同社グループは、IT戦略の支援からシステムの設計・構築、運用保守、さらには業務アウトソーシングまで、幅広い範囲をカバーする総合的なサービスを提供しています。特定のメーカーやパッケージソフトに依存しない柔軟なシステム実現を強みとしており、顧客企業のビジネス戦略に沿ったワンストップでの提供体制を構築しています。

事業内容は主に「ITソリューション・コンサルティング/設計/構築」「運用/保守」「商品販売」「BPO・サービス」の4領域で構成されています。特にBPO分野では決済処理や会員管理などの業務代行を行っており、多角的なアプローチで顧客の課題解決を支援する体制を整えています。

KPI

当連結会計年度における売上高は646,058千円となり、前年比22.4%増と成長を見せました。一方で、人件費の増加やソフトウェア資産の減損損失の影響により、営業損失は70,802千円(前年は13,504千円)を計上しています。

セグメント別では、ITソリューション部門が売上の約8割以上を占めており、新規子会社の連結により増収となりました。
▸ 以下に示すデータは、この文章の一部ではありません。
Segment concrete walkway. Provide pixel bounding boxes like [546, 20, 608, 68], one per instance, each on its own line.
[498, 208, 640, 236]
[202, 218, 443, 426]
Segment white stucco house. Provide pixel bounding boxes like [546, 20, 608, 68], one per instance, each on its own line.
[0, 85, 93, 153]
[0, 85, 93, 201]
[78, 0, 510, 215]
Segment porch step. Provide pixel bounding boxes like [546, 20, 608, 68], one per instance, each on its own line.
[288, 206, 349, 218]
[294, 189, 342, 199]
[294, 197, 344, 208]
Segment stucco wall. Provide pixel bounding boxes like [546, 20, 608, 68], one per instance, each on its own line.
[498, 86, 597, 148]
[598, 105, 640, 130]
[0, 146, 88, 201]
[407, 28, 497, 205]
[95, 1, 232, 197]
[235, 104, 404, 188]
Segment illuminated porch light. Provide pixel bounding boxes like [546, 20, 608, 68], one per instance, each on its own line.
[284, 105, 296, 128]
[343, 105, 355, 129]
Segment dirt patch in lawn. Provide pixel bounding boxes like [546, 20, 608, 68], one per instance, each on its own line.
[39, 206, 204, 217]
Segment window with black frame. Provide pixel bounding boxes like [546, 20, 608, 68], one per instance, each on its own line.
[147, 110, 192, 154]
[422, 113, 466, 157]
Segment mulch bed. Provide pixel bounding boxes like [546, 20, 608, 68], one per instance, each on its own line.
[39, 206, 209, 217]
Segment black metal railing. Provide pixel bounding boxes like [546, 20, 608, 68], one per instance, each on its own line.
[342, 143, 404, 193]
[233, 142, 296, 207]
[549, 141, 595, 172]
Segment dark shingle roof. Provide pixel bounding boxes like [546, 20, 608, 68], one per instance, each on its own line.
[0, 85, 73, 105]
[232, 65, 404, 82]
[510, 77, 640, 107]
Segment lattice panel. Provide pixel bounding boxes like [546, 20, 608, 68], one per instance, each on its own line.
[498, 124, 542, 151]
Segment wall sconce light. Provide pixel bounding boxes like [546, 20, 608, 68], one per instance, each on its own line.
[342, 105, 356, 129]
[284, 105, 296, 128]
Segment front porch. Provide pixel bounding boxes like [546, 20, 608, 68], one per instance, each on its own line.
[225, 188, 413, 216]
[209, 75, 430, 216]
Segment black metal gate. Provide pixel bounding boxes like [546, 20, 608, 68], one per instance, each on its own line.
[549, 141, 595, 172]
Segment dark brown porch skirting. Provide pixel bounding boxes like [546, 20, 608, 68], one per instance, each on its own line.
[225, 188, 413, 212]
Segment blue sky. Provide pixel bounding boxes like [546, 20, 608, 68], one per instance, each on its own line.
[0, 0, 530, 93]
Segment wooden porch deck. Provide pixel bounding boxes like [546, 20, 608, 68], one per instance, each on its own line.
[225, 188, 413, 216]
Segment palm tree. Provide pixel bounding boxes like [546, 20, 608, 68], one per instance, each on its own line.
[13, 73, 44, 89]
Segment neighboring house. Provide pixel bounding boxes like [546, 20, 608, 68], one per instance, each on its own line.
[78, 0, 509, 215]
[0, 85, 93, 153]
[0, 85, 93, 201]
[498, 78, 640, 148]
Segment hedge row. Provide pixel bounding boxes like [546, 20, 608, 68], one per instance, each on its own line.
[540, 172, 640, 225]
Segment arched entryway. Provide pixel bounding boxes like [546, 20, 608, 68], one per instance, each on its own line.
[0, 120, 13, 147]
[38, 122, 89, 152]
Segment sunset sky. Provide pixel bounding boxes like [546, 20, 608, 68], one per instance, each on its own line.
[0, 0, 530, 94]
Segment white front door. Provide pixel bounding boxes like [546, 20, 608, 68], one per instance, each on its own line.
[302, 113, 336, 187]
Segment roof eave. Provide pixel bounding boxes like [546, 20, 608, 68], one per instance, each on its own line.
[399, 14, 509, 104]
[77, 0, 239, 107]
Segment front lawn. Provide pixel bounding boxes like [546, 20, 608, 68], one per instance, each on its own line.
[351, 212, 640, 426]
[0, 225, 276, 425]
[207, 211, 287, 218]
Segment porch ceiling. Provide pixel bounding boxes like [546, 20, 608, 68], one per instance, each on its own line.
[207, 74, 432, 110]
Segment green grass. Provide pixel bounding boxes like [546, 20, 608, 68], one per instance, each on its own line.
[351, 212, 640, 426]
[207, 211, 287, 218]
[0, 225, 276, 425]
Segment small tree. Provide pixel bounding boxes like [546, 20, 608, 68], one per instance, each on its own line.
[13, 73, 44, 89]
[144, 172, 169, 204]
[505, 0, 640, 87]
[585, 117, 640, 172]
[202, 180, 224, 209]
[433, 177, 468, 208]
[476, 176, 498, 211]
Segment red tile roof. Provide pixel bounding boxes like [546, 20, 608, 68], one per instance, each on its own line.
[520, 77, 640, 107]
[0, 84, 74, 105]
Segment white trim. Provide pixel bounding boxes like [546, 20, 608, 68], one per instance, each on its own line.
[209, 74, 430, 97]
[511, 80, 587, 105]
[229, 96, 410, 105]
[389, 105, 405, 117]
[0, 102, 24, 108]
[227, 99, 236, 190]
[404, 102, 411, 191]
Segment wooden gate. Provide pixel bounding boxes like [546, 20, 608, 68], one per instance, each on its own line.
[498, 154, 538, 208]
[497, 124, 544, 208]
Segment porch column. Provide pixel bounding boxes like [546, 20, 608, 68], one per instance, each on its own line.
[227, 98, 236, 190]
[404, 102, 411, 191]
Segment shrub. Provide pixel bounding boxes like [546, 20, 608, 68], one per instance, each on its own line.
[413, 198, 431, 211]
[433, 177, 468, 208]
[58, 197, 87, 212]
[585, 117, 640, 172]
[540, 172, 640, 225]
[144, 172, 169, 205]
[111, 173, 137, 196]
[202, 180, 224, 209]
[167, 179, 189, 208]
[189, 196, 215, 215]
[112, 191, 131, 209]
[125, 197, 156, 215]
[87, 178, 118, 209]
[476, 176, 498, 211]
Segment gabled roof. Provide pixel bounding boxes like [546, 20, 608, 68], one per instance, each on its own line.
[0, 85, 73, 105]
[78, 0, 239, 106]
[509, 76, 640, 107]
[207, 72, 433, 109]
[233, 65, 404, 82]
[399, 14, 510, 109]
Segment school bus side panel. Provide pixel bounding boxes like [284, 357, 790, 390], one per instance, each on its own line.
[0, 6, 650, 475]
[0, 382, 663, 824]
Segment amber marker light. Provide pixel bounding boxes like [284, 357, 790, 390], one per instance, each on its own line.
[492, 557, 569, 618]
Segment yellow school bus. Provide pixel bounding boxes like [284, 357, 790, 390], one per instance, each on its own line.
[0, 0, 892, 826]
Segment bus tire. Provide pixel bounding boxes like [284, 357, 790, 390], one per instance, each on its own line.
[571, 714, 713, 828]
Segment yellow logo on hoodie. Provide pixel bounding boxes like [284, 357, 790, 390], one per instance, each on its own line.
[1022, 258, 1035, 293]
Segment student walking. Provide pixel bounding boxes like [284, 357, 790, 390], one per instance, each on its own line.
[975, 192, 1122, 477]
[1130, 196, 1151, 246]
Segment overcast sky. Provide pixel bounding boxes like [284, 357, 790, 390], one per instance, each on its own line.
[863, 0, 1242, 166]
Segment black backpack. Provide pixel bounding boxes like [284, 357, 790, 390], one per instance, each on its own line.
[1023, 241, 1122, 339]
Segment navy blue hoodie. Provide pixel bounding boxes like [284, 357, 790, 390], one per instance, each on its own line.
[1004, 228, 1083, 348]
BPO・サービス部門も前年比9.7%の増収となったものの、体制強化に伴う人件費の増加により利益面での課題が残る結果となっています。

成長ドライバー

同社は中期経営計画において「事業規模の拡大と収益性の向上」を掲げ、積極的な投資と組織再編を進めています。2024年以降、子会社の追加取得や設立を通じて、コンサルタントやエンジニアといった人的リソースの確保・拡充を図っています。

特にデジタルトランスフォーメーション(DX)の進展に伴う企業のIT投資意欲の高まりを追い風としています。今後もM&Aや企業提携を通じた事業推進力の強化により、持続的な成長に向けた体制構築を目指す方針です。

リスク

主要なリスクとして、情報サービス業界における競争激化やAI技術の発展に伴う競合環境の悪化が挙げられています。また、特定の取引先への高い売上依存度や、特定ベンダーのソフトウェアに対する依存など、外部要因による影響を受けやすい構造も指摘されています。

さらに、システム構築における見積りミスや納期遅延によるコスト増大、および個人情報の漏洩等による信頼失墜のリスクにも注視が必要です。また、当連結会計年度において営業損失を計上しており、継続企業の前提に関する重要事象の有無についても課題として認識されています。

競合

同社はIT戦略から運用までを一気通貫で提供する体制により、競合他社との差別化を図っています。特定の製品に縛られない柔軟なシステム構築能力が強みであり、顧客のビジネス戦略に寄り添うコンサルティングを重視しています。

一方で、情報サービス業界全体では競争が激しくなっており、特にAI技術の台頭による参入障壁の変化や価格競争の激化といった外部環境の変化に対応する必要があります。また、主要な取引先における市場構造の変化も事業環境に影響を与える要因となります。

バリュエーション

2026年8月7日時点の市場データにおいて、同社の株価は528円となっています。この時点での時価総額は約17.5億円(1,745,126,528円)と算出されています。

また、同日のデータに基づくPBRは2.77倍となっており、市場における評価を反映しています。なお、提供されたデータに基づき、配当に関する具体的な数値については言及いたしません。